Hal itu ia sampaikan dalam seminar sehari bertajuk, gerakan memutus mata rantai kekerasan terhadap anak dan perempuan, yang digelar Pemerintah Kabupaten Labuhanbatu, Senin di Gedung Nasional Jalan Ahmad Yani Rantauprapat.

Data yang dikumpulkan dan dianalisis Pusat Data dan Informasi atau Pusdatin Komnas Anak mencatat 216.897 kasus pelanggaran hak anak yang dimonitor Komnas Anak dari berbagai lembaga peduli anak di 34 provinsi dan 279 kabupaten/kota.

Sebanyak 58 persen merupakan kasus kejahatan seksual. Selebihnya adalah kasus kekerasan fisik, penelantaran, penculikan, eksploitasi ekonomi, perdagangan anak (chlid trafficking) untuk tujuan eksploitasi seksual komersial serta kasus-kasus perebutan anak.

Kekerasan terhadap anak adalah segala bentuk perbuatan atau tindakan terhadap anak yang berakibat timbulnya kesengsaraan atau penderitaan secara fisik, seksual, psikis/mental/emosi dan penelantaran termasuk pemaksaan dan merendahkan martabat anak.

Dari data kejahatan seksual yang dilaporkan ke Komnas Anak, tahun 2013 sebanyak 2.046 kasus, 859 (42 persen) di antaranya kejahatan seksual. Tahun 2014, bertambah menjadi 2.426 kasus, 1.407 (58 persen) kejahatan seksual.
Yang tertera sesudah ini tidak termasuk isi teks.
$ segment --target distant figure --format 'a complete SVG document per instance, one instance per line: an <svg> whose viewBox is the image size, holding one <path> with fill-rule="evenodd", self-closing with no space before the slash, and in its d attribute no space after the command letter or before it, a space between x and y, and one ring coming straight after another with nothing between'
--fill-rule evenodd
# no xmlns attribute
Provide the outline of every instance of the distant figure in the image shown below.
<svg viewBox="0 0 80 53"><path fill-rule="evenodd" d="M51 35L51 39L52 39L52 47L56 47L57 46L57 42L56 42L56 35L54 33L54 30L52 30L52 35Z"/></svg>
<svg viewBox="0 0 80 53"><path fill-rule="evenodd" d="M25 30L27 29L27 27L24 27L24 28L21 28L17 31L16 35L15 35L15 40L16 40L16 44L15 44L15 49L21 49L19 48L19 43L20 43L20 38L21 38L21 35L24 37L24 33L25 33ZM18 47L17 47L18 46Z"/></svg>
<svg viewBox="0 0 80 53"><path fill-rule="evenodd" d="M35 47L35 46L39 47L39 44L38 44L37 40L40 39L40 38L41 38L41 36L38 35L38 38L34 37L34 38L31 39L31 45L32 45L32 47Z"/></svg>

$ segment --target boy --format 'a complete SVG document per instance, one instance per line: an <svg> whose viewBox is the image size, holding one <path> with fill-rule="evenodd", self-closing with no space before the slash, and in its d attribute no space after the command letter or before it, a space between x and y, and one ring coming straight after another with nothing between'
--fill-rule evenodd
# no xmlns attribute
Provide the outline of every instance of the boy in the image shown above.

Tahun 2015 menjadi 2.637 kasus, 1.634 (62 persen) kejahatan seksual.

Kemudian tahun 2016 menjadi 3.339 kasus, 2.070 (52 persen) kejahatan seksual, dan tahun 2017 sebanyak 3.726 kasus, 42 persen kejahatan seksual dan tahun 2018 hingga Juni ada 879 kasus, 51 persen kejahatan seksual, 237 kasus di antarnya pelakunya anak di bawah 14 tahun.

"Delapan puluh dua persen korban berasal dari keluarga ekonomi menengah ke bawah, dan dari 10 kejahatan seksual itu 6 incest (hubungan sedarah)," ungkap Arist.
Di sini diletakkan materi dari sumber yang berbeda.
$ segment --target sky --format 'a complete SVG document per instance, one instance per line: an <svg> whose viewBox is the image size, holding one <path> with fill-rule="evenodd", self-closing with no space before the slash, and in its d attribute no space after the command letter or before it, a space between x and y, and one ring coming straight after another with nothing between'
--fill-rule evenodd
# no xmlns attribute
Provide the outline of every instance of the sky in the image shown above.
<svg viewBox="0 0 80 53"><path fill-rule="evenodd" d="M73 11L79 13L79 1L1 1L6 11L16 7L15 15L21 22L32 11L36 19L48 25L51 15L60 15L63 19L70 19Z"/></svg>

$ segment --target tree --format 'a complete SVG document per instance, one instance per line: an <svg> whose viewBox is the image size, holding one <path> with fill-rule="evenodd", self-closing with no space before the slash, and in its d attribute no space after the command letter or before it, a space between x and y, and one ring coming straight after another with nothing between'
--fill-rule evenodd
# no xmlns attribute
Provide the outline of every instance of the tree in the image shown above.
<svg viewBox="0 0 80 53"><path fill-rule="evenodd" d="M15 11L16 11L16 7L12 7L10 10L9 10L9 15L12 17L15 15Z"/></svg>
Arist Merdeka Sirait menjabarkan, sekolah adalah zona aman dalam arti sebenarnya, jauh dari tindak perundangan/bulying atau dari tindak kekerasan apapun.

Komite sekolah yang merupakan perwakilan orangtua murid dan pihak sekolah harus difungsikan optimal, menangani permasalahan antara murid, juga antara murid dengan guru serta semua permasalahan yang berkaitan dengan proses belajar mengajar.

"Guru harus bertindak sebagai pengajar dan sekaligus pendidik yang mengedepankan metode dialogis dan partisipatif," ujarnya.

Dampak kekerasan terhadap anak, pada fisik mengakibatkan luka hingga meninggal dunia. Dampak pada psikis, mengakibatkan takut, cemas, sulit makan dan gangguan tidur dan lain-lain.

Perkembangan secara emosional terganggu, kognitif, moral, prestasi akademik rendah, tidak kreatif, tidak produktif. Gangguan perilaku: cemas, depresi, tidak percaya diri, merasa bersalah, agresif, psikopat dan menjadi calon pelaku kekerasan atau kriminal.